One of the key threads which ties all form of comic book together is sequence of images. Trying to communicate a message through a single image can be difficult, especially if the message is complex. By adding a second or third image to the series, the artist can expand upon the message that the reader will receive. This also makes it easier for the reader to determine what the message is and what tone an event should have. This method of communication through sequential images has been around for hundreds upon hundreds of years stretching back to the beginnings of communication. Don’t believe me? Go look up an image of Egyptian murals. Go ahead, I’ll wait here.

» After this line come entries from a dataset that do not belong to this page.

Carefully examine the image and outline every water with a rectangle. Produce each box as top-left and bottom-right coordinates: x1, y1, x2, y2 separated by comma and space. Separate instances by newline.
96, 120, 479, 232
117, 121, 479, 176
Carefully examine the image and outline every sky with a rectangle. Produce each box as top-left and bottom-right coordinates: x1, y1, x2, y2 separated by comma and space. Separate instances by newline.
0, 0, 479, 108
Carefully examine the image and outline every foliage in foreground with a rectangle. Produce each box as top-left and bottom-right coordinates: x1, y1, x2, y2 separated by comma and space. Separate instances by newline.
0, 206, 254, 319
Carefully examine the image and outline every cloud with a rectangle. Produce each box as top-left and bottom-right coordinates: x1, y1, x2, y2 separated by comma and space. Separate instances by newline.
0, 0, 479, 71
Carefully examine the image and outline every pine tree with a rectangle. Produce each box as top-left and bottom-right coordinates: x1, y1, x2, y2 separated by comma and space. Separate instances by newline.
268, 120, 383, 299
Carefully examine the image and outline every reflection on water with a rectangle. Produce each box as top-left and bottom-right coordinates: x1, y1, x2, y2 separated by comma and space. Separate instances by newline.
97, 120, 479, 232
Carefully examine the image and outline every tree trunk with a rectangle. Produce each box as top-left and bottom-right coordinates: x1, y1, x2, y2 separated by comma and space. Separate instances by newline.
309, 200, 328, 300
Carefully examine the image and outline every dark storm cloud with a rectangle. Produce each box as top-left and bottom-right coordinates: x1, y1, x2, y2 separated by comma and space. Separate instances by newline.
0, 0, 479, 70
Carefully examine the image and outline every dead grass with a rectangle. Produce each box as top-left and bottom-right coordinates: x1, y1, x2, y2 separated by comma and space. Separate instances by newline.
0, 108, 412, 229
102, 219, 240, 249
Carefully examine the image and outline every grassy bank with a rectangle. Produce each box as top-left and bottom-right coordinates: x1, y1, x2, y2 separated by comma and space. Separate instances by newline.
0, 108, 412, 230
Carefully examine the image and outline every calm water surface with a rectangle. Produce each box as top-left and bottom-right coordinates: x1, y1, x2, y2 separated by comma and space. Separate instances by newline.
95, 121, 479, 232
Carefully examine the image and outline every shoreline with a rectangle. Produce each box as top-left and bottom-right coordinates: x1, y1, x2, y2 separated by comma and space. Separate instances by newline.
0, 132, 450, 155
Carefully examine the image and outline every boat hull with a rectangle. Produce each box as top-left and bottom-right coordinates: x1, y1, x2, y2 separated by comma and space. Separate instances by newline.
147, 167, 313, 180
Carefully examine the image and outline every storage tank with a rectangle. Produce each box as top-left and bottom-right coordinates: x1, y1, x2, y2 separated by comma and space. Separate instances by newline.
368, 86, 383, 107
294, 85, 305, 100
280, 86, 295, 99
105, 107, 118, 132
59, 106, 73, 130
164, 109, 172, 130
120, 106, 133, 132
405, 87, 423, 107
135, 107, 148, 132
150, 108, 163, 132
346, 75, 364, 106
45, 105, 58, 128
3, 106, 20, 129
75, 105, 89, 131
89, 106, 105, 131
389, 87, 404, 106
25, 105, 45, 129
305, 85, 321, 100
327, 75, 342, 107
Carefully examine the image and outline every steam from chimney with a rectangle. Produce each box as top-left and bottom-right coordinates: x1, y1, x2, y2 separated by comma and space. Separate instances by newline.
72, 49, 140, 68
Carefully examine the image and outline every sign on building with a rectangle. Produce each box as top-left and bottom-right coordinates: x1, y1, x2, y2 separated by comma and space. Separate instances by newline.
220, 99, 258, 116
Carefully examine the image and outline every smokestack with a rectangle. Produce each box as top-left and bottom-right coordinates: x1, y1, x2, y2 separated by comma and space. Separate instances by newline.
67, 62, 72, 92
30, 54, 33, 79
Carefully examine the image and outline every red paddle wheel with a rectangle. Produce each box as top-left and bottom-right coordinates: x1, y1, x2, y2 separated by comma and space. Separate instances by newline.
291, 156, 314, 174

Back already? See what I meant? Even the ancient Egyptians knew to put images one after the other to help get the point across. This trend continued throughout the ages and into modern comics and graphic novels. Take Art Spiegelmans Maus for example. By the end of the first page the reader has been told a story about a young man who fell down while playing with friends, and when they left him behind he went home. It doesn’t show every single second of this happening that would take too much paper. Instead, it shows key events in the sequence such as the boy falling and watching his friends leaving, and then arriving at home, in order to tell the entire story. And it doesn’t stop there either. Through the entire story events are shown in little flashes like that in order to convey all the important details while skipping over some of the everyday things like on page 32 with the train ride. The entire journey isn’t shown but the distance involve is conveyed to the reader through the view out the window, the train stretched across the top of the page, and the dialogue. By doing this the entire trip from Poland to Czechoslovakia takes place over the course of two pages.
This method of communications is vital to a successful graphic novel or comic book because otherwise it would just be a very long novel with illustrations.